Much of our time working though intense athletic effort is filled with small challenges, victories, incremental growth, and setbacks. Even if you train 4 times per week, go to every seminar and open mat available, and compete regularly, you will find long periods of time where getting over the smallest obstacle will challenge your resolve to continue the journey ahead. The harder you train, the more likely you will get injured. The more you cross-train with others, the more likely you will find someone who will kick your butt so regularly and with such domination, that you will likely wonder if you can ever get past them. I remember being a white belt, completely sore and beaten up from my previous training day, afraid to face the mats again, wondering if I should return for another brutal work-out. Of course, I returned, but was faced with this constant question for months. The sport is insanely challenging. Everyone you meet on the mats sees you as fresh meat. The target is on your back every single day. As your rank progresses, this target gets bigger.

Brazilian Jiu-Jitsu rewards people who can get past these big obstacles. The rewards are not just rank, but a knowledge base of skills that are broad and deep. I remember a karate sensei of mine 20 years ago, in a moment of self-absorption, was boasting about how at his skill level, he could simply toy with his opponents “like a cat playing with a mouse.” I was simultaneously disappointed that he shared this with his students and intrigued that a level of skill that advanced was attainable.
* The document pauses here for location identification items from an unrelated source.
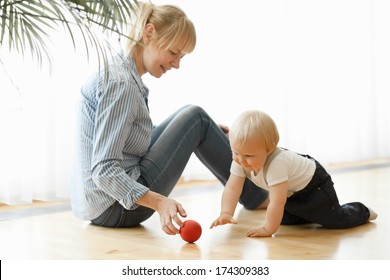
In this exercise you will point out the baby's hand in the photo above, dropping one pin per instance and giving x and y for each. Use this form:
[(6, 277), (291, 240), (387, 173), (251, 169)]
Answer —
[(258, 232), (223, 219)]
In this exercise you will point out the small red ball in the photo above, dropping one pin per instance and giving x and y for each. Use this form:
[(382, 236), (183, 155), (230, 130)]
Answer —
[(190, 231)]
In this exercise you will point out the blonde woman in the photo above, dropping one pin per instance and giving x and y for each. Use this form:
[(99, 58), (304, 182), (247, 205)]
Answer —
[(300, 189), (126, 166)]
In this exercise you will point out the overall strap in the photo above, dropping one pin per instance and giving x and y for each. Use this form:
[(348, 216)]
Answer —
[(276, 152)]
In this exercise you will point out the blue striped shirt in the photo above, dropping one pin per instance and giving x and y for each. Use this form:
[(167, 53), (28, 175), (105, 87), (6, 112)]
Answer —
[(114, 132)]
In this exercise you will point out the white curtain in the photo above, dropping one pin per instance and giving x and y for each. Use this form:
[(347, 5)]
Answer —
[(320, 68)]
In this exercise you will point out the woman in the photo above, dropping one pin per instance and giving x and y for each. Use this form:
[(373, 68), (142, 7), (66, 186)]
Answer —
[(126, 166)]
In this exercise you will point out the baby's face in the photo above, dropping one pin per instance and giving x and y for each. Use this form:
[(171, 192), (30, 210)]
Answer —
[(250, 155)]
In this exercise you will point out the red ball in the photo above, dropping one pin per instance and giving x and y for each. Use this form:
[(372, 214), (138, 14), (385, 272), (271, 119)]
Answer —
[(190, 231)]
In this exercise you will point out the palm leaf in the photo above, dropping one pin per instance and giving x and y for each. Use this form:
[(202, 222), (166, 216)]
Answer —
[(26, 24)]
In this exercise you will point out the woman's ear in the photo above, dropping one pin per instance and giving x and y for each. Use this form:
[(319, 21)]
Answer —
[(148, 33)]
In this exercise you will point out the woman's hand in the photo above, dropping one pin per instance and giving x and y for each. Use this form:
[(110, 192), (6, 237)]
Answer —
[(222, 220), (168, 209)]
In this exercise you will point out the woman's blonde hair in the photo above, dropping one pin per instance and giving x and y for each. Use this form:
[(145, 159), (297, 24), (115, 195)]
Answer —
[(255, 125), (173, 28)]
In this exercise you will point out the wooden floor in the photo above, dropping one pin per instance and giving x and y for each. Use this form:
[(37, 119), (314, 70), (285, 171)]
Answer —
[(57, 234)]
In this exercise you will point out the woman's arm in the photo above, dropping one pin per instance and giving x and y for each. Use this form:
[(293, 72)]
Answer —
[(275, 210)]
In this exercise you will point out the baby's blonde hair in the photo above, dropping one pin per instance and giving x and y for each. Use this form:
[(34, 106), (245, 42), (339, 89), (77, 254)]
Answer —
[(257, 125), (173, 28)]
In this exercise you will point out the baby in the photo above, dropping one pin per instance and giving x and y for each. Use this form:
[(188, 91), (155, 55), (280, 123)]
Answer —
[(300, 189)]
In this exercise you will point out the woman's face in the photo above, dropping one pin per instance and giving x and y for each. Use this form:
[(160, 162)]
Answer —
[(157, 61)]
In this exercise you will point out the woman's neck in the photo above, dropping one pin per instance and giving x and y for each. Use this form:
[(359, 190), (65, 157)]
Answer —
[(136, 53)]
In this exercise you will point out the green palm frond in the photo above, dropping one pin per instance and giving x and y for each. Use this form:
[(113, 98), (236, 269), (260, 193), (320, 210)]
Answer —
[(25, 25)]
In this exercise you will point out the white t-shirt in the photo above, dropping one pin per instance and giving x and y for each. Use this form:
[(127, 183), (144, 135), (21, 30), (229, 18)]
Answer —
[(286, 166)]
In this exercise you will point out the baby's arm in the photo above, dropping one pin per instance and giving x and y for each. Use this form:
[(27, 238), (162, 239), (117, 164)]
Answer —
[(275, 209), (230, 197)]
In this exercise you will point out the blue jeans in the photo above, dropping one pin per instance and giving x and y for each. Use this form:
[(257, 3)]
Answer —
[(318, 203), (189, 130)]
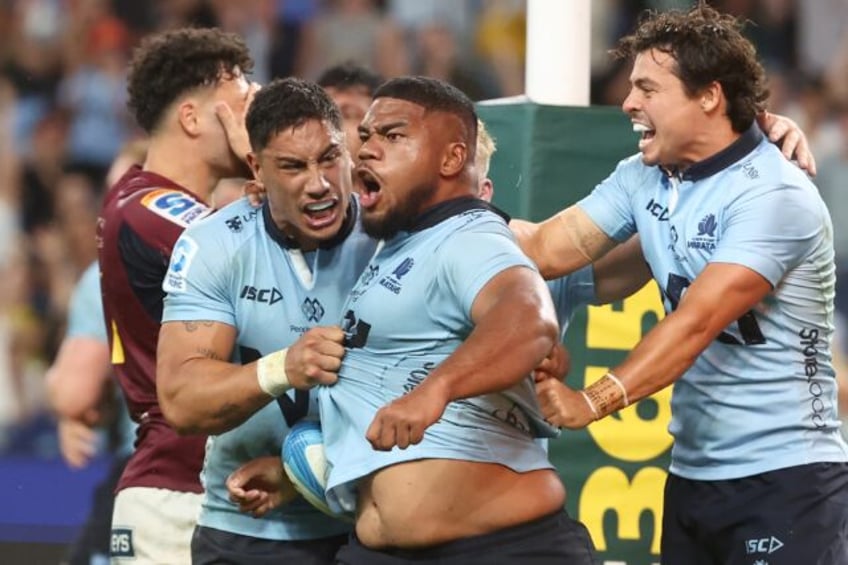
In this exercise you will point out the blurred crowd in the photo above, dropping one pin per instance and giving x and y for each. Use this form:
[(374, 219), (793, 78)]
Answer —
[(63, 117)]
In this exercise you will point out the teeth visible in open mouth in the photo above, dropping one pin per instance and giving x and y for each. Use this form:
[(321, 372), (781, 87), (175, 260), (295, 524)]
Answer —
[(319, 206)]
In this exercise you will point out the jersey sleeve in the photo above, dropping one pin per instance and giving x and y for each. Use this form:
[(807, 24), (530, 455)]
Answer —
[(473, 257), (85, 312), (609, 204), (771, 230), (197, 282), (571, 292)]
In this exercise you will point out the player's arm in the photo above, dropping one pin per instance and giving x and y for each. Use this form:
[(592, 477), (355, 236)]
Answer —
[(563, 243), (721, 294), (621, 272), (200, 391), (78, 377), (497, 354), (793, 143)]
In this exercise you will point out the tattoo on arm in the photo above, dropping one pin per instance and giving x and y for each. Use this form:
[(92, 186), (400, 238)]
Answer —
[(589, 240), (194, 326), (229, 415), (209, 354)]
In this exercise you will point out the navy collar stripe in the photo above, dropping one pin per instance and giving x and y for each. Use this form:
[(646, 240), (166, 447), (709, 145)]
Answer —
[(735, 152), (287, 242)]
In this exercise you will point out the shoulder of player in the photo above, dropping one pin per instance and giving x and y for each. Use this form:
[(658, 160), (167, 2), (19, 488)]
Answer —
[(766, 173), (477, 229), (235, 222), (161, 206)]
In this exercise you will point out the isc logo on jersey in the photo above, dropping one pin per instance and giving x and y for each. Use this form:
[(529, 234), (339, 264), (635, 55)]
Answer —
[(181, 258), (175, 206), (121, 543)]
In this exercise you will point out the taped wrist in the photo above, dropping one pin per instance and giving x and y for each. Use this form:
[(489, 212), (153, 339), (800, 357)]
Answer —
[(271, 373)]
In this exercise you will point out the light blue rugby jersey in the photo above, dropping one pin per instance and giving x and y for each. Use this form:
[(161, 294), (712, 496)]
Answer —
[(85, 310), (407, 313), (763, 395), (86, 319), (570, 293), (237, 268)]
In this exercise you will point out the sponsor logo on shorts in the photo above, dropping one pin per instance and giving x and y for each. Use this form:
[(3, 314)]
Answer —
[(121, 544), (175, 206), (763, 545), (181, 258)]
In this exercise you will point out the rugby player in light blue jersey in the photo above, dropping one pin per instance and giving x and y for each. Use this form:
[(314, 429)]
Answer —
[(246, 290), (433, 419), (742, 247)]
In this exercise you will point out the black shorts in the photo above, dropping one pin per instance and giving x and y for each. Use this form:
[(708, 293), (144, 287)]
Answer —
[(792, 516), (210, 546), (554, 539)]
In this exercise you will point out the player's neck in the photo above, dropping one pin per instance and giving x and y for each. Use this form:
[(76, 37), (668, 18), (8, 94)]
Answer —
[(181, 166)]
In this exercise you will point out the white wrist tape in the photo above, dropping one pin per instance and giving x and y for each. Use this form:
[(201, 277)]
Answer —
[(617, 381), (271, 373)]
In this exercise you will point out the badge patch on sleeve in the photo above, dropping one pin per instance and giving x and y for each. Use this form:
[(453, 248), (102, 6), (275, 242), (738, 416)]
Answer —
[(121, 544), (175, 206), (181, 258)]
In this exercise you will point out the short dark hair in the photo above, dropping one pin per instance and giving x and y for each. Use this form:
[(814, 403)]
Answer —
[(286, 103), (707, 46), (434, 95), (169, 64), (349, 75)]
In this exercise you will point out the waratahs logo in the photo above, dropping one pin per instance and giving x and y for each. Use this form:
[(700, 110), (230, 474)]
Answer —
[(707, 226), (392, 282), (706, 234), (404, 267), (312, 309)]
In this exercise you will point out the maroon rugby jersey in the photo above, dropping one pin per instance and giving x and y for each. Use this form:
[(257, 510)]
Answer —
[(142, 217)]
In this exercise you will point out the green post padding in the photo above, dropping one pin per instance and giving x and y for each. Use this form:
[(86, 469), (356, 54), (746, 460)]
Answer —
[(547, 158)]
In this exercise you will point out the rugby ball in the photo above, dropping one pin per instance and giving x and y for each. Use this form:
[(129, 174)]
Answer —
[(305, 463)]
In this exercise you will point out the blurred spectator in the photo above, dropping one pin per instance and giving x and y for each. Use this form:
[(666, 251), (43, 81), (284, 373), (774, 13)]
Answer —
[(440, 56), (254, 21), (831, 180), (93, 92), (351, 87), (352, 30)]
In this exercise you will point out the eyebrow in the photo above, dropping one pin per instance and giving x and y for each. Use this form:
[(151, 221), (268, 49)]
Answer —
[(645, 82), (382, 129), (285, 159)]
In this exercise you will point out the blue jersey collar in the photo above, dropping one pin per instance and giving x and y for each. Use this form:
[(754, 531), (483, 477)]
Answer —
[(287, 242), (453, 207), (736, 151)]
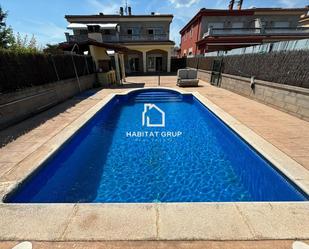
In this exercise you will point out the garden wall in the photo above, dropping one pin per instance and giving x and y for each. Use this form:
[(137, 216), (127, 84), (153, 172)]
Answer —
[(290, 99), (285, 67)]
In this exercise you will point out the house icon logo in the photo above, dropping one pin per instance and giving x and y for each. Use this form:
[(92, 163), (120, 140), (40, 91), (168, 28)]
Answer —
[(153, 116)]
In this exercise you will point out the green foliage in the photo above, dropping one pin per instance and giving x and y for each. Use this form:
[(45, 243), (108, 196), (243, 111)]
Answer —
[(6, 33), (52, 49), (23, 45)]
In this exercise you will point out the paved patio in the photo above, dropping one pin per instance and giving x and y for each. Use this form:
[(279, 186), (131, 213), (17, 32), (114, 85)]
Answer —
[(285, 244), (286, 132)]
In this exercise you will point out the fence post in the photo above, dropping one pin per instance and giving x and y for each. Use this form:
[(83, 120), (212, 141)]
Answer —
[(76, 74), (55, 67), (87, 65)]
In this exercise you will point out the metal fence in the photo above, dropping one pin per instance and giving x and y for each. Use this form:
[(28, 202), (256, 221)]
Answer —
[(295, 45), (18, 71), (285, 67)]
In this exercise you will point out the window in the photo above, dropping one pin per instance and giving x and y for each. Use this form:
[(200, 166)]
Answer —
[(151, 62), (281, 24), (93, 28)]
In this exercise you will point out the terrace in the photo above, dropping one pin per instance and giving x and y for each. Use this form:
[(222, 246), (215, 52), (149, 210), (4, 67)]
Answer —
[(261, 224), (122, 38), (299, 31)]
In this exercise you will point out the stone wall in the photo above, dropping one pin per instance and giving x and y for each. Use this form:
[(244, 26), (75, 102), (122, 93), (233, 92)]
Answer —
[(290, 99), (19, 105)]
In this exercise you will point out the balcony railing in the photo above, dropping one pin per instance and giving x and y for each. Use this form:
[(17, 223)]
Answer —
[(121, 38), (256, 31), (155, 37)]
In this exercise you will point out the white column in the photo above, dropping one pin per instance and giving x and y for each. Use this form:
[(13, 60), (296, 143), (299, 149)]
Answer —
[(123, 70), (144, 62), (169, 55), (117, 67)]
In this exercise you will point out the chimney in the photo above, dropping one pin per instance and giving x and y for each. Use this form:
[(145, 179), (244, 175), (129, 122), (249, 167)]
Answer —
[(239, 5), (231, 5)]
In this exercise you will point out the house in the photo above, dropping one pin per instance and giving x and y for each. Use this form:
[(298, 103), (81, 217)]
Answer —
[(225, 29), (145, 36), (304, 20)]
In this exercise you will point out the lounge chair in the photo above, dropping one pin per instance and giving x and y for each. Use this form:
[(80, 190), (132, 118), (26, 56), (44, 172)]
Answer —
[(187, 77)]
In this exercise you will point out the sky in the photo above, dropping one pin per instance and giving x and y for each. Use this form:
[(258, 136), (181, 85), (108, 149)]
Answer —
[(45, 19)]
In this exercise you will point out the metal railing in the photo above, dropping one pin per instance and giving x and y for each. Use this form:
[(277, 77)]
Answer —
[(256, 31), (154, 37), (121, 38)]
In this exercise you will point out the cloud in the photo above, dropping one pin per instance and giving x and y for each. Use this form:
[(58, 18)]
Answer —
[(44, 32), (107, 7), (290, 3), (183, 3)]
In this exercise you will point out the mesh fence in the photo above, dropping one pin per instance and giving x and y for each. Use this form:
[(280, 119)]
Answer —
[(18, 71)]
Rather than boast that I’m the biggest cat in the jungle, this promotion is a time to remember how many phenomenally talented athletes are in this amazing sport; many of them commanding a skill level that I can only hope to attain in my lifetime. I also hope that I have the ability to translate this wonderful sport into words capable of inspiring my students to stay on the long road. Don’t focus on the milestones. Focus on the gifts that come from the hard work, every day you are on the mats: friendship, fitness, and the skills of a cat just a little bit bigger than it was yesterday.